Manteca is applying for a piece of the local portion of President Obama’s economic recovery funding to remodel the former Carpenter’s Union Hall at 1180 North Union Road that was purchased 17 months ago for eventual convertion into a fire station.

The location is adjacent to the Union Road/Louise Avenue intersection.

The federal stimulus grant requires a ready-to-go-project in order to qualify for funding.

Drawings have been devised for remodeling and making sure the building is structurally sound enough to be converted into a fire station. California law requires emergency facilities to be able to withstand a major earthquake. The building originally was built as medical offices.

If Manteca proceeds, the plan is to close the existing Louise Avenue fire station in a strategy that is designed to increase coverage while at the same time reduce the cost to taxpayers.

It would bring more than 2,500 homes in northwest Manteca under the targeted five-minute response time without building a station proposed years ago on West Louise Avenue across from the Manteca Unified School District office.

It also would avoid creating an overlap with mutual response from existing Lathrop-Manteca Fire District stations in west Manteca.

It eliminates the need for the foreseeable future for a fire station on North Union Road near Del Webb at Woodbridge.

It also allows the city to build a fourth fire station at Woodward Avenue and Atherton Drive on land that was set aside by a developer.
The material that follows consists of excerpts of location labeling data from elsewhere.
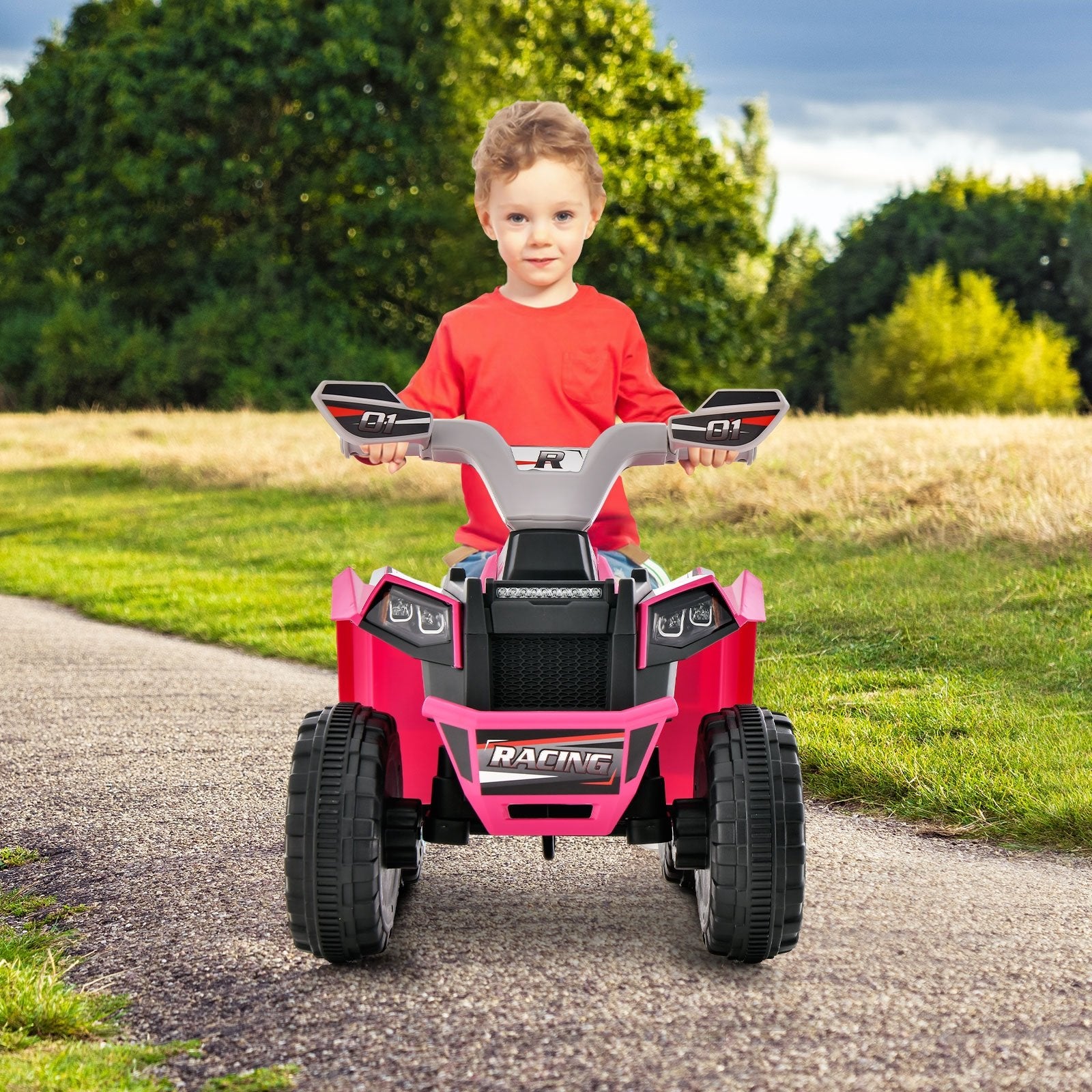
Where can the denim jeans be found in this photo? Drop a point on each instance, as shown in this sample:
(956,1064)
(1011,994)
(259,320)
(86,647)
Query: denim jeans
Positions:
(620,566)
Shifting the existing Louise Avenue station personnel to the Union Road site eliminates the need to staff a newer station farther to the west on Louise. In doing so, that frees up the half cent sales tax revenue committed to staff another station to man the Woodward Avenue location.

Such a plan would put virtually the entire built-up portions of the city under a five-minute response time and provide coverage for the 850-acre Austin Road Business Park as well.

It would also eliminate the serious concern of railroad traffic delaying response time from the Powers Avenue station to the southeast part of Manteca.

Five minute response time for emergency equipment is a mantra for those who make a living putting out fires and responding to heart attacks for two reasons:

•The chance of surviving a heart attack or major trauma starts dropping off rapidly after five minutes.

•“Flash over” when fires literally erupt occur within five minutes of the first visible flame.

Those are the reasons why five-minute response times were built into the city’s general plan governing the placement of fire stations.

It sounds like a lot of time, but it really isn’t. The first two and a half minutes are consumed by a call being placed, equipment dispatching and the engine actually rolling out of a fire station.

That leaves 180 seconds for firefighters to reach a structure fire or a major medical emergency.

Every turn or delay getting through traffic eats up valuable seconds.

Even with a system that allows the closest unit of a combined Manteca City Fire Department and Lathrop Manteca Fire District respond, there are still areas within Manteca that are outside the targeted five minute response time. They include parts of Chadwick Square and Primavera neighborhoods n northwest Manteca.

Five minute response time was the driving argument in the 1990s to relocate the Center Street fire station to Union Road just north of the Highway 120 Bypass. That brought more than 1,000 homes near Sierra High within the five-minute response umbrella.